Andrey Kvassov

Personal information
- Full name: Andrey Kvassov
- National team: Kazakhstan Kyrgyzstan
- Born: 16 January 1976 (age 50) Alma-Ata, Kazakh SSR, Soviet Union
- Height: 1.88 m (6 ft 2 in)
- Weight: 75 kg (165 lb)

Sport
- Sport: Swimming
- Strokes: Freestyle

= Andrey Kvassov =

Kazakhstani-Kygyzstani swimmer

Andrey Kvassov (Андрей Николаевич Квасов; born January 16, 1976) is a Kazakhstani-Kyrgyzstani former swimmer, who specialized in sprint and middle-distance freestyle events. He is a two-time Olympian (1996 and 2000), and a top 16 finalist at the 2002 Asian Games.

Kvassov made his official debut for Kyrgyzstan at the 1996 Summer Olympics in Atlanta. He failed to reach the top 16 final in the 400 m freestyle, finishing twenty-sixth in a time of 4:00.69. A member of the Kyrgyzstan team, he also placed eighteenth in the 4 × 100 m freestyle relay (3:30.62), and seventeenth in the 4 × 200 m freestyle relay (8:00.00).
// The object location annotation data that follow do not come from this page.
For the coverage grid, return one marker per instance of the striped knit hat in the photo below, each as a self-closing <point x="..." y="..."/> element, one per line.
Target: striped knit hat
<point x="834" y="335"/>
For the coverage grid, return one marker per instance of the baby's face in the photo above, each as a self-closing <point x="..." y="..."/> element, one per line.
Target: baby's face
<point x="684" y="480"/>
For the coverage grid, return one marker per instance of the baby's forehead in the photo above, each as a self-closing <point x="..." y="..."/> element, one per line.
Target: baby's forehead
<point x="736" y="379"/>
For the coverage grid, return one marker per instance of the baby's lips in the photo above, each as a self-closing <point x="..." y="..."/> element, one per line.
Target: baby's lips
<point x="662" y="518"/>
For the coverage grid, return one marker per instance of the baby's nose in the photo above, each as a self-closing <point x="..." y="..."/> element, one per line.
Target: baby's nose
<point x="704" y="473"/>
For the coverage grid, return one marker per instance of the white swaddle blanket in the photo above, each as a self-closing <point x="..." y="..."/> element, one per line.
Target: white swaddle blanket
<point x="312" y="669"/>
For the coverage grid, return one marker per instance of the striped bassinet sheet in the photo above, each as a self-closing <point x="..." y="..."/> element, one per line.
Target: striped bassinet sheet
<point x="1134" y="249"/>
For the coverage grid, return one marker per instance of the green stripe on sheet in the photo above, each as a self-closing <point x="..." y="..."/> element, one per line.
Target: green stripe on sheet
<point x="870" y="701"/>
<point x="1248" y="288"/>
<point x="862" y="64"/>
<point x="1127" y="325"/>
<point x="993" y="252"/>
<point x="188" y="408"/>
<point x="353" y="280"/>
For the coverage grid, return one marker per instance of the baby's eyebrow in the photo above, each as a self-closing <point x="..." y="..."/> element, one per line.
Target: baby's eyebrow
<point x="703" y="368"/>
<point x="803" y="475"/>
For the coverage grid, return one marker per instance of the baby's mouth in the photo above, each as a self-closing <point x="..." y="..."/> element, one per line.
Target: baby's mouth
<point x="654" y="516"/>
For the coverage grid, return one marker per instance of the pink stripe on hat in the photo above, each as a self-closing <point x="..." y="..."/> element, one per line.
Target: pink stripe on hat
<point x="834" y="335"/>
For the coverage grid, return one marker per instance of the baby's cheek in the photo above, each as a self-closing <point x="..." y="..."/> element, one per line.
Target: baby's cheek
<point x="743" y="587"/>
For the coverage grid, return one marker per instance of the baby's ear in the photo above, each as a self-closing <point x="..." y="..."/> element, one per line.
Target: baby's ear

At the 2000 Summer Olympics in Sydney, Kvassov competed only in two swimming events. He eclipsed a FINA B-cut of 1:53.76 (200 m freestyle) from the Kazakhstan Open Championships in Almaty. On the first day of the Games, Kvassov placed twenty-first for the Kazakhstan team in the 4 × 100 m freestyle relay. Teaming with Sergey Borisenko, Pavel Sidorov, and Igor Sitnikov in heat three, Kvassov swam a second leg and recorded a split of 52.25, but the Kazakhs settled only for last place in a final time of 3:28.90. The following day, in the 200 m freestyle, Kvassov placed forty-eighth on the morning prelims. Swimming in heat two, he touched out Cyprus' Alexandros Aresti for a seventh seed by almost a full body length in 1:55.72.

Two years later, at the 2002 Asian Games in Busan, South Korea, Kvassov failed to medal in any of his individual events, finishing sixteenth in the 50 m freestyle (24.13), and tenth in the 100 m freestyle (52.27).